Кульминация пройдена, можно вздохнуть и двинуться дальше к арке, за которой появляется лирика философская.
Арка второй части, названной «Снеговина», словно телепорт, переносит нас в другое пространство; здесь, в обители зимы, есть и темный, не освещенный угол, в котором прячется ее тень, образ, отличный от стандартного белоснежно-морозного восприятия, характерный скорее для рок-поэзии: «До чего же зима криворота!/ Одинока, весома, хрома,/ Ей всегда не хватает чего-то,/ И она проникает в дома.// Ее мир одиночества жуток,/ Она в каждого тычет перстом,/ Извиваясь в проеме дверном,/ Убывая в бесчисленность суток».
В новом арочном проеме это пугающее олицетворение зимы встречается и отступает перед имперской темой теплых стран, стихотворением «Башмачник», в котором есть такие слова: «Мне слышно, как печалится дудук», с полным Киплинговского духа «Жестянщиком», что отправляет перевод «В горючий край,/ где высятся мечети».
География расширяетя новыми арочными анфиладами, и мы ступаем на берега Голландии. Иногда стихи этой части – пейзажные впечатления, рождающие аллюзии с «Былинами Поморья» из сборника «Время вербы». Александр Орлов, возможно, подчиняясь инстинкту, идет – а за ним и мы – по следам голландского поэта-символиста и философского эссеиста Яна Хендрика Леополда, эпиграф из него предваряет стихотворение Орлова «Ветра скандалят, как словно злые маги…». Леополд, мало у нас переводившийся, не избежал увлечения традиционализмом Генона, европейским суфизмом, и потому считающийся «правым», не совсем вписывается в европейский символизм – этим, видимо, и близок Александру Орлову.

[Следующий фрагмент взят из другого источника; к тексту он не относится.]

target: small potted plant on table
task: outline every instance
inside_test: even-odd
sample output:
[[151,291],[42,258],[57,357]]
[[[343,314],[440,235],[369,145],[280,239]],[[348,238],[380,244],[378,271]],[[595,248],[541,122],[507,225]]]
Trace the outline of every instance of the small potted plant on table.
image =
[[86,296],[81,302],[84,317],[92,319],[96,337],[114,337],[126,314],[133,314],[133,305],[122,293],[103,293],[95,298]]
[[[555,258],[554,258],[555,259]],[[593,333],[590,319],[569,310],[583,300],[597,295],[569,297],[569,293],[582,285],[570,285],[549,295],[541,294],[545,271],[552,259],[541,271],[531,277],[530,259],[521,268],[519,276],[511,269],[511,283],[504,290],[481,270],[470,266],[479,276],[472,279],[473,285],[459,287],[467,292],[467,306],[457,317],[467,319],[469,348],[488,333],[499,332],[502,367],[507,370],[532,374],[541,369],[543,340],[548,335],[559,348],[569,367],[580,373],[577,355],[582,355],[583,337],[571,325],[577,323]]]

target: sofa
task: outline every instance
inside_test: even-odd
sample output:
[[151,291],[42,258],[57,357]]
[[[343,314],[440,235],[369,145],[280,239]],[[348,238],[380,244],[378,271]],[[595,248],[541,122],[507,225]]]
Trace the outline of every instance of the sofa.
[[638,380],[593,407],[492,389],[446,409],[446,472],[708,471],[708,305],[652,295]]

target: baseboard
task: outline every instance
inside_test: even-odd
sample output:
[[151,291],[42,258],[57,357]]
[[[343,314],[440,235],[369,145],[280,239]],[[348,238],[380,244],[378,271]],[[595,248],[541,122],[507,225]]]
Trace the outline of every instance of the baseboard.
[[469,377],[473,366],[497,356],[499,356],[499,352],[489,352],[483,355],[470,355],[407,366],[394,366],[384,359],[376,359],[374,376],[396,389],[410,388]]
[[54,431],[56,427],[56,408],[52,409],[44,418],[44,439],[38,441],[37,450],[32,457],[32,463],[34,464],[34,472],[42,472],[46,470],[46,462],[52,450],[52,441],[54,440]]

В стихотворении Орлова «Тегенвинд» так называется холодный северо-восточный ветер, «Примерзли гавань и маяк,/ Накрыты морем пирс и пляж…». Метафизический город аркад и смыслов не предполагает бесцельно шатающихся зевак, это путь сквозь «…лютый/ взбешенный ад беснующихся солнц/ и синее свеченье стылых лун/ замедленно текущих по орбитам».
В лирике Орлова присутствует и самоирония, довольно тонкая, как в стихотворении «Мир возьми в одночасье, и рухни/ О несметном, срединном, и малом/ Часть меня размышляет на кухне…». Однако для того чтобы издать лирический сборник, не посвященный какому-либо одному, пусть глубокому и постоянному чувству или убеждению, требуется отвага. А она, в свою очередь, признак зрелости поэта – так же как и способность порой кинуть на самого себя ироничный взгляд. Вместе с Орловым мы шествуем сквозь пересекающиеся аркады, где давно никто не прогуливался. Что за беда? Мы волшебным образом ощущаем, как рукой поэта в каждом отдельном пространстве движет стремление сорвать печальные пыльные покровы, распахнуть тяжелые, траченные временем кулисы, мановением ладони убрать трухлявые деревянные панели, пошедшую трещинами краску – всю порчу, несовершенство, тлен, скрывающие истинные смыслы, чувства, вещи.
Эта дуальная поэтическая магия позволяет вздохнуть, придает сил, с наглядностью убеждает в том, что внешнее убожество, отбрасывающее глубокие, пугающие тени, преодолено и забыто. Арочные своды над нами освещает лишь внутренняя красота вещей, чувств и смыслов, и мы ощущаем себя счастливыми избранниками, которым открыл ее поэт.